At T&G Towers, we are always keeping our beady eyes on what's cooking out there. On Twitter, Instagram and even Facebook. So much so, that collectively, we spend a large proportion of the day staring at our screens, crossed-eyed, with drool running down our t-shirts. Such is the addictive nature of social meeja.
And every now and then, we simply leap out of our chairs and reach for the bell, shouting 'Look at this! EVERYBODY! LOOK. AT. THIS!' Upon which the entire crew will bundle in to the very small office at the back of the shop, all legs, arms and fists flailing, desperate for a glimpse of the latest meat fix.
The most recent bun fight happened last week, when Lizzie Mabbott aka Hollowlegs showed off what she created from leftover barbecued pork breast ribs, procured from our range. That she had leftovers was amazing enough. But saving some pork breast to create clay pot pork belly rice, highlighted a degree of wisdom that is way beyond our own. For leftovers can sometimes usurp the original dish. Even when you only have two pork breast ribs remaining. So we reached out to Lizzie, with sad puppy dogs eyes and she sent us the lowdown. The recipe of which can not only be found below, but also in her cookbook - 'Chinatown Kitchen'.

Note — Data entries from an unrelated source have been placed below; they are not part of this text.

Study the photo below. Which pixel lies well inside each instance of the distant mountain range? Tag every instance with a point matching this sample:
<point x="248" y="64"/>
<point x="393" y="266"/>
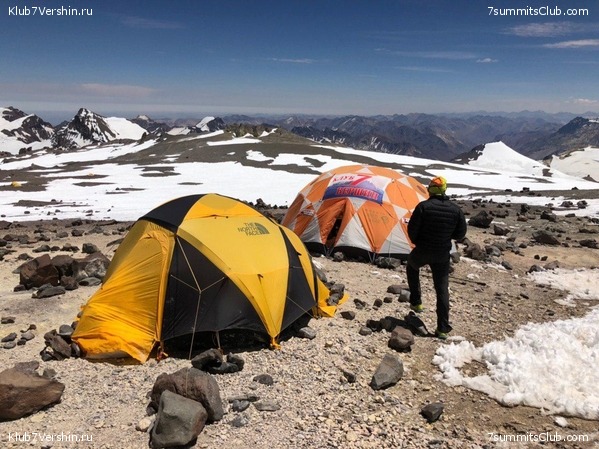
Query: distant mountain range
<point x="441" y="137"/>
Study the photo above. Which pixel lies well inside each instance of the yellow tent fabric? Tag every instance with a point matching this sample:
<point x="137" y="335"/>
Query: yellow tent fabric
<point x="199" y="263"/>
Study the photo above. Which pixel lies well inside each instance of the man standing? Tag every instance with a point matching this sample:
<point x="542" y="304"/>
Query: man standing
<point x="434" y="223"/>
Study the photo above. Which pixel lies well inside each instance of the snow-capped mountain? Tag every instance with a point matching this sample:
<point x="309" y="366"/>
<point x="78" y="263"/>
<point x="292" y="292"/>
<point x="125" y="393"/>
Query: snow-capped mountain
<point x="20" y="131"/>
<point x="582" y="163"/>
<point x="88" y="128"/>
<point x="499" y="156"/>
<point x="207" y="124"/>
<point x="578" y="133"/>
<point x="150" y="125"/>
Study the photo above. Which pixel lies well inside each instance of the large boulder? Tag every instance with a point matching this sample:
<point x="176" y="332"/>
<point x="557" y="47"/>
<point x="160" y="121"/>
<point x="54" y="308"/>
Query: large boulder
<point x="38" y="272"/>
<point x="179" y="421"/>
<point x="192" y="384"/>
<point x="94" y="265"/>
<point x="388" y="373"/>
<point x="23" y="391"/>
<point x="481" y="220"/>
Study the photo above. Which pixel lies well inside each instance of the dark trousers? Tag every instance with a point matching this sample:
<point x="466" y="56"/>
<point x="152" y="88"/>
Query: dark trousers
<point x="440" y="267"/>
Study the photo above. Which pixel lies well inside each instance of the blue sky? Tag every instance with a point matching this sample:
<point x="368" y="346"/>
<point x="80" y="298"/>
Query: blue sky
<point x="189" y="58"/>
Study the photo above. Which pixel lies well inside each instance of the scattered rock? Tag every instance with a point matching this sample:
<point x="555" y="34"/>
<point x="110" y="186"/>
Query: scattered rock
<point x="388" y="373"/>
<point x="432" y="412"/>
<point x="178" y="422"/>
<point x="264" y="379"/>
<point x="193" y="384"/>
<point x="23" y="391"/>
<point x="401" y="339"/>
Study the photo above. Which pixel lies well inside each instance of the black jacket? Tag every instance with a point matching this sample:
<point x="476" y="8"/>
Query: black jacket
<point x="434" y="223"/>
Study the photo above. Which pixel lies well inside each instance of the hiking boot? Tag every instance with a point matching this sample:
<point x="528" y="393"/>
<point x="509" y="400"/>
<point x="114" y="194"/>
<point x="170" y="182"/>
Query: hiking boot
<point x="417" y="308"/>
<point x="441" y="335"/>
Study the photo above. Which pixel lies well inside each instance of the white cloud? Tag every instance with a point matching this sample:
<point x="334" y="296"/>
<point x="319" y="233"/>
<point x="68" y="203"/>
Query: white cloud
<point x="425" y="69"/>
<point x="451" y="55"/>
<point x="574" y="44"/>
<point x="141" y="22"/>
<point x="294" y="61"/>
<point x="547" y="29"/>
<point x="585" y="101"/>
<point x="117" y="90"/>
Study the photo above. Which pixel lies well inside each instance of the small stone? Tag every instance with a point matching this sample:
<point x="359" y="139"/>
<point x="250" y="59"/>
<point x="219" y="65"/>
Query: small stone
<point x="144" y="424"/>
<point x="267" y="406"/>
<point x="432" y="412"/>
<point x="264" y="379"/>
<point x="307" y="332"/>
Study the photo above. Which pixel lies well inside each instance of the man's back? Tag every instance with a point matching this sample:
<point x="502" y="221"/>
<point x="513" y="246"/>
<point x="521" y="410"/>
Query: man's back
<point x="434" y="223"/>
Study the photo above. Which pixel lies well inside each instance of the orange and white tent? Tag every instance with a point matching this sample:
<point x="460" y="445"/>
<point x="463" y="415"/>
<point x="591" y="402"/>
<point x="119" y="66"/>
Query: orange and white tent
<point x="357" y="209"/>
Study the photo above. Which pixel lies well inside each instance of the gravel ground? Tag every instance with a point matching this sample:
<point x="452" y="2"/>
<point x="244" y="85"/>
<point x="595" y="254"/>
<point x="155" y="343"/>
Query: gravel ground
<point x="106" y="403"/>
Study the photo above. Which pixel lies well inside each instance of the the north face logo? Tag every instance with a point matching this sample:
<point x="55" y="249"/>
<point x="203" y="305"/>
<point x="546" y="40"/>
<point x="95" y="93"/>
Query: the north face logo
<point x="253" y="229"/>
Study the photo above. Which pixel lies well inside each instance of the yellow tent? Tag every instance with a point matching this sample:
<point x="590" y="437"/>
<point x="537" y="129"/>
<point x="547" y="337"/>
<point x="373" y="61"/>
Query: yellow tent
<point x="195" y="264"/>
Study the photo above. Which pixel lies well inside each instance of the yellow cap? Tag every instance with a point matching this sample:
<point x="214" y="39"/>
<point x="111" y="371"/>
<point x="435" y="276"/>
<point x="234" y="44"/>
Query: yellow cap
<point x="437" y="186"/>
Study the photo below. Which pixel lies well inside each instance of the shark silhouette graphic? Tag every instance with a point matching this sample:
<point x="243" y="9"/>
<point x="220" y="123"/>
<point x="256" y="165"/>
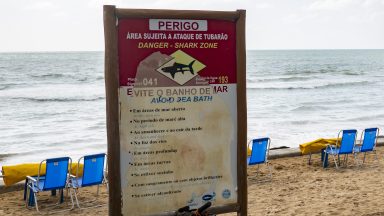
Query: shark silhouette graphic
<point x="177" y="67"/>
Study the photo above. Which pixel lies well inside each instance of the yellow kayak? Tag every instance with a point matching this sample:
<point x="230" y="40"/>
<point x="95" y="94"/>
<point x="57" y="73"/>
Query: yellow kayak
<point x="316" y="145"/>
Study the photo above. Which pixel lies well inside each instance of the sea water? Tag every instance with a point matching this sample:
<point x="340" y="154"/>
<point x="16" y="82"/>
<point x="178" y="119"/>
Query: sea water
<point x="53" y="104"/>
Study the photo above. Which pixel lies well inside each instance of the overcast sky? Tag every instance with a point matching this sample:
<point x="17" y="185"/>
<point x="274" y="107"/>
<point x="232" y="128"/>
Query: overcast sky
<point x="77" y="25"/>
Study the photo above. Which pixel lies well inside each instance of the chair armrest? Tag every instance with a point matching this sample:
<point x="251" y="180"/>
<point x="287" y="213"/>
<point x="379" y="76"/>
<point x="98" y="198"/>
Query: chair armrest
<point x="31" y="179"/>
<point x="331" y="146"/>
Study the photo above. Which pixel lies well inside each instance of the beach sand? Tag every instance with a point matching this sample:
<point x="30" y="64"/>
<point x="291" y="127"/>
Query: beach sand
<point x="295" y="189"/>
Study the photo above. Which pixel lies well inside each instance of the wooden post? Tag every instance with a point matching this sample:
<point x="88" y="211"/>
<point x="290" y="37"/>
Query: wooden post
<point x="241" y="114"/>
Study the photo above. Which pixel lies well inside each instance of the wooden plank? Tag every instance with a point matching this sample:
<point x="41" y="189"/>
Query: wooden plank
<point x="241" y="114"/>
<point x="176" y="14"/>
<point x="111" y="91"/>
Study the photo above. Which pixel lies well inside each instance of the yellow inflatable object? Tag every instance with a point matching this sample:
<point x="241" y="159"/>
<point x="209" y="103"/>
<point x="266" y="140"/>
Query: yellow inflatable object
<point x="316" y="145"/>
<point x="15" y="173"/>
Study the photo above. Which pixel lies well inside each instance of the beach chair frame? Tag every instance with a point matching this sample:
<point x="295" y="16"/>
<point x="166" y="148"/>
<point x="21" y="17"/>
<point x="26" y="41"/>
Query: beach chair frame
<point x="75" y="179"/>
<point x="265" y="160"/>
<point x="33" y="183"/>
<point x="334" y="150"/>
<point x="361" y="149"/>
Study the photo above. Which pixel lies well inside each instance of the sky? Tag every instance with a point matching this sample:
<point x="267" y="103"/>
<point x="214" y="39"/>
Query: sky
<point x="77" y="25"/>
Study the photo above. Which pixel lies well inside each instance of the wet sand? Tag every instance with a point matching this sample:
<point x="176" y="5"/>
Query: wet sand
<point x="296" y="188"/>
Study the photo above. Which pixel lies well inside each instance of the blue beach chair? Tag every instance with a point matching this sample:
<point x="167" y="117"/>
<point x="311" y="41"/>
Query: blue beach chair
<point x="55" y="178"/>
<point x="368" y="143"/>
<point x="93" y="174"/>
<point x="259" y="154"/>
<point x="346" y="147"/>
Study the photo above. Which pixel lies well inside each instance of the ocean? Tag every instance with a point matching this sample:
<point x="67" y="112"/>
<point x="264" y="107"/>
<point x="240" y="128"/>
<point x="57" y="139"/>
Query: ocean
<point x="53" y="104"/>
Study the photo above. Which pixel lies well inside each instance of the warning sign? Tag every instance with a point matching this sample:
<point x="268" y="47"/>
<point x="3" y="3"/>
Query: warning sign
<point x="181" y="68"/>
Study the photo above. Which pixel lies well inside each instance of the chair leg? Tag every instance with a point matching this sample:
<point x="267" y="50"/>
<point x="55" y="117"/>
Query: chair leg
<point x="309" y="159"/>
<point x="336" y="161"/>
<point x="346" y="160"/>
<point x="270" y="170"/>
<point x="376" y="158"/>
<point x="35" y="198"/>
<point x="77" y="200"/>
<point x="325" y="160"/>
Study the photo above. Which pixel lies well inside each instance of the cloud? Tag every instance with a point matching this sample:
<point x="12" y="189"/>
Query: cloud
<point x="40" y="5"/>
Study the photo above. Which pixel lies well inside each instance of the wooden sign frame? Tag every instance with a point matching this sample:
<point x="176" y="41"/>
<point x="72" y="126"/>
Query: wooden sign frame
<point x="111" y="17"/>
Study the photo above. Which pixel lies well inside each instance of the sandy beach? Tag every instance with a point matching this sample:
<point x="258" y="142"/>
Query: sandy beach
<point x="296" y="189"/>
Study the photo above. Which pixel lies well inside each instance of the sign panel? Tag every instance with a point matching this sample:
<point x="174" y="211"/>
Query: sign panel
<point x="176" y="110"/>
<point x="178" y="113"/>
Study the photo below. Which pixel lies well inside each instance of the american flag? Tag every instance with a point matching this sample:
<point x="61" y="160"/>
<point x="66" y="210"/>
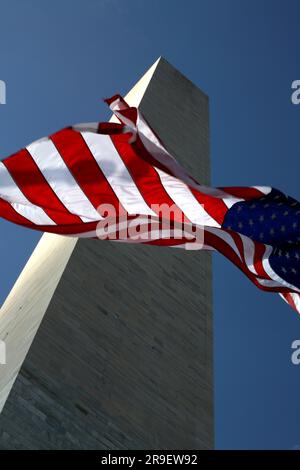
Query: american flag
<point x="64" y="183"/>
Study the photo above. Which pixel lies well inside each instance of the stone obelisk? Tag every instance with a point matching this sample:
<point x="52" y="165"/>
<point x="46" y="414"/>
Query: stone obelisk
<point x="109" y="345"/>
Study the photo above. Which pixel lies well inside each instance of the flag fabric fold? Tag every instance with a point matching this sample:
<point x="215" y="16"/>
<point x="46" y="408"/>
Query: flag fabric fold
<point x="118" y="181"/>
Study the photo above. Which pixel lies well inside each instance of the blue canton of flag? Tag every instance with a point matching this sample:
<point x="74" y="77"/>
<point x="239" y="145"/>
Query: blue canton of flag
<point x="274" y="220"/>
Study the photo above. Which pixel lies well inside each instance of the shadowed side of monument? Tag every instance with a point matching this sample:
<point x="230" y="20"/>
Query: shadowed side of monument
<point x="123" y="356"/>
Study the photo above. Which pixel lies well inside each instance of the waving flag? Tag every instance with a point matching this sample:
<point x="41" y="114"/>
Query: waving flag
<point x="101" y="180"/>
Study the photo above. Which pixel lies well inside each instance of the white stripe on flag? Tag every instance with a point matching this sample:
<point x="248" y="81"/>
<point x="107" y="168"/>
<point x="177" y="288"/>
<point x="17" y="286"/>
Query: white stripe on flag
<point x="185" y="200"/>
<point x="11" y="193"/>
<point x="58" y="176"/>
<point x="116" y="173"/>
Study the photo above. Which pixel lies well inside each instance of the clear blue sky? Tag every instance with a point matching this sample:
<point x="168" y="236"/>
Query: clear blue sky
<point x="59" y="58"/>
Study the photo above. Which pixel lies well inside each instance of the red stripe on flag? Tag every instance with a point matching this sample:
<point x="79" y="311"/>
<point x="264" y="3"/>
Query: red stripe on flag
<point x="35" y="187"/>
<point x="9" y="213"/>
<point x="83" y="166"/>
<point x="145" y="176"/>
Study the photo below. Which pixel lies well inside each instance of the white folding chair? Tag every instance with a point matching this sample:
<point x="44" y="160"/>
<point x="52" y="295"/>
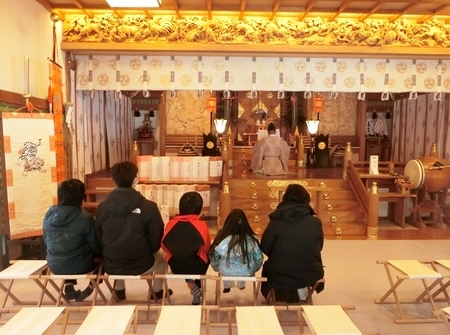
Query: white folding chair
<point x="409" y="270"/>
<point x="24" y="269"/>
<point x="179" y="320"/>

(Although Tom isn't too happy about getting his tooth knocked out.)
Clay pot pork belly rice
Pork ribs are one of the best cuts; not only does it beg to be barbecued, but once cooked and offered to a crowd, each piece has its own handle, rendering it perfect finger food. There’s not much that brings a grin to people than pork juice glistening all over your face, as you hungrily tackle it.
There’s a couple of different ways to cook ribs: low, slow, smoked and falling off the bone, served with hot and sweet sticky sauces, or relatively quickly. I have to confess the slow cooked pork rib is my least favourite preparation, and while I fully understand that many love it all piled up into a bun - I have teeth and I like to use them, cutting through a little resistance before the yield.
Pork belly ribs are perfect for this too because of the high fat to meat ratio - you are guaranteed juiciness from the cut itself, and not any sauces you’ve had to add. So, coat your ribs in a dry rub (I like brown sugar, fennel seed, smoked paprika, garlic powder and salt) and place offset (that’s where all the coals are on one side, and you’ve placed it on the other cooler side) on a barbecue and put the lid on. Cook for an hour and a half, bones side down, turning at least 3 or 4 times. Rest for 15 minutes. Slice and devour. Wrap and chill the leftovers because...
The leftovers are, quite possibly, even better. This is inspired by the Hong Kong style barbecued meats, specifically ‘siu yok’ or crispy belly pork. When served in a restaurant, room temperature pork is served on hot rice, the fat warming in the residual temperature, some of the pork’s cooking juices drizzled over. I’ve gone a step further here to make sure that we’re making maximum use of this beautiful cut. You’ll need a small Chinese clay pot with a lid, available for cheap in Chinatown. The best thing about this dish is the crusty rice you get on both the bottom of the rice and the top, where the pork isn’t covering it, and also the pork juices flavouring the fluffy rice. Serve with stir-fried vegetables, steamed egg, or cold salads like smacked cucumbers.
This recipe serves two.
- Soak the clay pot for 15 minutes in water first, then dry off.
- Wipe the bottom of the clay pot with the sesame oil.
- Wash the rice in a sieve until the water runs clear, then add to the clay pot.
- Add enough water to sit 2cm above the rice, place the pork bones on top, put the lid on and place in a cold oven (it is important to heat the clay pot slowly, otherwise it may crack) and turn it up to 200°C.
- Cook for 15 minutes, checking a couple of times to see if the rice is cooked.
- Remove from the oven, lift the lid to remove to the pork bones, and place the pork cubes on top.
- Mix the soy sauces together and drizzle over the meat, then place the lid back on for another 10 minutes to warm the pork through.
- Serve with all your other bits. Easy!